Georges et Carmen – Jean Rousselot

« Ce qu’il faut de chaos pour accoucher d’une étoile filante » écrivait Nietzsche. Nietzsche qui justement se plait à raconter qu’il a vu vingt fois l’opéra de Mr Bizet, Carmen. « A l’entendre on devient soi-même un chef d’œuvre », ajoute-il. Le roman de Jean Rousselot, écrit d’une plume alerte et sensuelle, nous emmène au cœur de ce chaos, c’est à dire de cet accouchement. Autrement dit : comment Georges Bizet, génie empêché et docile va enfin advenir de lui-même pour écrire une œuvre majuscule, son œuvre, pas une enième commande dont il a accepté de rogner les ailes pour plaire au public et surtout ne pas déplaire à ceux qui ont le pouvoir de décider. De toutes ces petites concessions et ces grandes lâchetés, Bizet a fait son quotidien, sa carrière. C’est sa chance d’être joué et c’est sa limite. Jusqu’au jour où… Bizet rencontre le personnage de Carmen dans une nouvelle de Prosper Mérimée.
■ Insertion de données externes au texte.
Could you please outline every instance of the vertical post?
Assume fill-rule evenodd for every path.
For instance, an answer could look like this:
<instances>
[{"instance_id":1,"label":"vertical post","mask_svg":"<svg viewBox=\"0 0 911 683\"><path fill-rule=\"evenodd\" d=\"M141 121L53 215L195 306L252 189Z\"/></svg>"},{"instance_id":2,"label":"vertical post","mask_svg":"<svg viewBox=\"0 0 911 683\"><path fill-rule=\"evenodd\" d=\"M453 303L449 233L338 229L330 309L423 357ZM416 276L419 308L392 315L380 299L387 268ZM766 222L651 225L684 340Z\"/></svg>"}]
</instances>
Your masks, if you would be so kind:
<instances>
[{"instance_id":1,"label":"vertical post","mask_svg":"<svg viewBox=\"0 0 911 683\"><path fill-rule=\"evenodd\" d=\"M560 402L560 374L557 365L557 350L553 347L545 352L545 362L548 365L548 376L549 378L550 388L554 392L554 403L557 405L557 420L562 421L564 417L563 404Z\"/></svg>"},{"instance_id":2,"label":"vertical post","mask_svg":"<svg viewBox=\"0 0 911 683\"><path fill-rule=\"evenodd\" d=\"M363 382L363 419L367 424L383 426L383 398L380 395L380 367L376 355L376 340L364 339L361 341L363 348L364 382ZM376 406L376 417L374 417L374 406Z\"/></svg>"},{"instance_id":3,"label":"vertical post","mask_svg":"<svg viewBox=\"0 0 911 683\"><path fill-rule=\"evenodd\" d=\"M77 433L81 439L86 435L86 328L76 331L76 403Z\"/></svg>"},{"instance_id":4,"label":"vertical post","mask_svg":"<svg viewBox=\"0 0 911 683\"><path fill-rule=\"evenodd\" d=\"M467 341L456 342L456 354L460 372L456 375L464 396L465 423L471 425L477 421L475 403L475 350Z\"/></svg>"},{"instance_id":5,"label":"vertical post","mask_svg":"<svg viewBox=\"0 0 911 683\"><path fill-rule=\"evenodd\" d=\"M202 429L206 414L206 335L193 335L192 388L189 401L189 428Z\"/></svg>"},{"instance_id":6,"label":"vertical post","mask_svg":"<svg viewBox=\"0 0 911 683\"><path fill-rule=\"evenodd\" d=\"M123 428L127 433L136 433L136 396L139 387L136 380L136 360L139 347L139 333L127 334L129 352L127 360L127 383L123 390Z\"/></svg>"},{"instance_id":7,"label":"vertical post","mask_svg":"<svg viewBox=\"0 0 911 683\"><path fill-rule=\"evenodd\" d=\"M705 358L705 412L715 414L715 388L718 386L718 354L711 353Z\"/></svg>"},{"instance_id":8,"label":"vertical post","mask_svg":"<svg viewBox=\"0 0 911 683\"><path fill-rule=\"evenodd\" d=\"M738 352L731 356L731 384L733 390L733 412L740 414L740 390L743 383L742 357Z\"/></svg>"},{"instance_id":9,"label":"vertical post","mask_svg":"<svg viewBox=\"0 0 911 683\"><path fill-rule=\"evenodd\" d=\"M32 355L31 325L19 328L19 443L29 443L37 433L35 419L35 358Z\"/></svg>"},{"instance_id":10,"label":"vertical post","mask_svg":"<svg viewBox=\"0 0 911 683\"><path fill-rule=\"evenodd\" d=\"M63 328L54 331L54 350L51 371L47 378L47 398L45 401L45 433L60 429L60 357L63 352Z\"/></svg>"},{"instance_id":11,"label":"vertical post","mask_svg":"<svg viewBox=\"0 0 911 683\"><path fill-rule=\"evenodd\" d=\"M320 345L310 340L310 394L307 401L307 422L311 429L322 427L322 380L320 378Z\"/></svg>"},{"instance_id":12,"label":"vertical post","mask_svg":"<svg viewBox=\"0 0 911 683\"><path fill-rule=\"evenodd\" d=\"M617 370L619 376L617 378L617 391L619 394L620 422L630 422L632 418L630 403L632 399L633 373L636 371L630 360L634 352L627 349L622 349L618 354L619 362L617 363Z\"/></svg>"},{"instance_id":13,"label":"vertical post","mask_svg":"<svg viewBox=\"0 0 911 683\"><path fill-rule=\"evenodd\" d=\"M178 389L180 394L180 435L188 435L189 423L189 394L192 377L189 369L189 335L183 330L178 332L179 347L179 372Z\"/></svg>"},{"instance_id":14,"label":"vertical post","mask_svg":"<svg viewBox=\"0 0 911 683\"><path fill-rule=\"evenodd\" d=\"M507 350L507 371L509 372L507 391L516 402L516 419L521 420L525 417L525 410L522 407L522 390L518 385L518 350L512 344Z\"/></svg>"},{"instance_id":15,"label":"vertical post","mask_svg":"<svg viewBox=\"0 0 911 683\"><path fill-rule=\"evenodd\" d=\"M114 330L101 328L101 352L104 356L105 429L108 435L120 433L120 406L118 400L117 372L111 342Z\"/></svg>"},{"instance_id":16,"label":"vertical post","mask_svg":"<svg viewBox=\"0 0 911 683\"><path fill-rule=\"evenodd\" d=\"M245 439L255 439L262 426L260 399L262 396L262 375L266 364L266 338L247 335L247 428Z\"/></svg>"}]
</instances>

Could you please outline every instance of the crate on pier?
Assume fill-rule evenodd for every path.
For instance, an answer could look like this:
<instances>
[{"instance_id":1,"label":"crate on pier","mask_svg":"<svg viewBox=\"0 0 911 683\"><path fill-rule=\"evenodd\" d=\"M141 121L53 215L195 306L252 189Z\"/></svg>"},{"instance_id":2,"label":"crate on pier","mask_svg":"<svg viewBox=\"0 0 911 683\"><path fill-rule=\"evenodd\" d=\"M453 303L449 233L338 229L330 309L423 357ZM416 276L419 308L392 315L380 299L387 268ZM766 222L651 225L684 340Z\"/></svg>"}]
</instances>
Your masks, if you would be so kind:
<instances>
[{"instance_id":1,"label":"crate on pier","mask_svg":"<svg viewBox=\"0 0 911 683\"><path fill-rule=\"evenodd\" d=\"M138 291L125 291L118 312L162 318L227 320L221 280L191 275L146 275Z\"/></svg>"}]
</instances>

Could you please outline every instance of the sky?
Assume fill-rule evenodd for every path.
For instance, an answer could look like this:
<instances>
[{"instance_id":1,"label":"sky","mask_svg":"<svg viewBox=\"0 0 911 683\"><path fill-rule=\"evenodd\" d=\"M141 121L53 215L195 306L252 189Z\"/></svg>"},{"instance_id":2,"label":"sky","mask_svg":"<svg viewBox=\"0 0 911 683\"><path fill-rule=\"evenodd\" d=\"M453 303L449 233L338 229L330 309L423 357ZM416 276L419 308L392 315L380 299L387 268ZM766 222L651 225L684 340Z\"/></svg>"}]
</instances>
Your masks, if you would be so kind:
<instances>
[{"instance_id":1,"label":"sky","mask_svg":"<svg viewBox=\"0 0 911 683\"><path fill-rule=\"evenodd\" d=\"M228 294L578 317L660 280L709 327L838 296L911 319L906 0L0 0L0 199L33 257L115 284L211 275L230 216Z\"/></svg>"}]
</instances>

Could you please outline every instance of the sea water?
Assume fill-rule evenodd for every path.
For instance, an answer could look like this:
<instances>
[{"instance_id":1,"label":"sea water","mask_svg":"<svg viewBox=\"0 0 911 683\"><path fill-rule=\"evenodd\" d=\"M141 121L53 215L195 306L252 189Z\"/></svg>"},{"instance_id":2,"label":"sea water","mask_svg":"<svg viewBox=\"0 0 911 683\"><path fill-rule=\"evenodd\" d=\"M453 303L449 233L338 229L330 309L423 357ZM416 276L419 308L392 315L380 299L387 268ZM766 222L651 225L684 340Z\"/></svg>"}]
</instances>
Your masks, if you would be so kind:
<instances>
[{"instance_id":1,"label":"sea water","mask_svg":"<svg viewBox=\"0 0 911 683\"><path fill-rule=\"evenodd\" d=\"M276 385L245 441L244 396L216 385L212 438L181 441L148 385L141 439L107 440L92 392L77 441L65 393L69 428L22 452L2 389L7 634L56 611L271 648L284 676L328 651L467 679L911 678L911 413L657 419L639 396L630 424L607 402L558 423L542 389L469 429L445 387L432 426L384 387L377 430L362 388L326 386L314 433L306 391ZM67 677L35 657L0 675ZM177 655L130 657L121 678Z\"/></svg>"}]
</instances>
Jusqu’au jour où… Bizet rencontre la cantatrice Célestine Galli-Marié. Une femme libre, de ses idées et de son corps, qui sait dire non et faire de ses oui une exigence. Une femme. Une œuvre. Les deux vont se confondre pour le brûler de l’intérieur jusqu’à le consumer. Il devra se battre contre tous et surtout contre lui-même. Enfin. Encore. Jean Rousselot est cinéaste, il a le sens des scènes et de la dramaturgie et certaines pages, où l’on sent naître l’inspiration et le courage dans le trouble des sens, sont d’une rare intensité. Beaucoup de scénaristes, de compositeurs ou d’auteurs se retrouveront au passage dans ce que doit affronter Bizet, les œuvres abîmées, les pressions, le nivellement par le bas imposé, se conformer à la médiocrité pour avoir une chance d’exister, de nourrir sa famille, et les leçons de piano qu’il donnera jusqu’à la fin de sa vie pour payer son loyer. C’est dans l’insolente liberté de Célestine que Bizet trouvera la force de s’affranchir de tout cela pour cette fois-ci écrire l’œuvre qu’il voulait. Celle de sa vie. Carmen. Il en mourra. Pour gagner l’éternité. De ces choses que seul l’amour peut faire. Et que ce magnifique et poignant roman nous fait vivre comme une valse enfiévrée. Réussi ! Jean Rousselot – Georges et Carmen – aux éditions Phébus.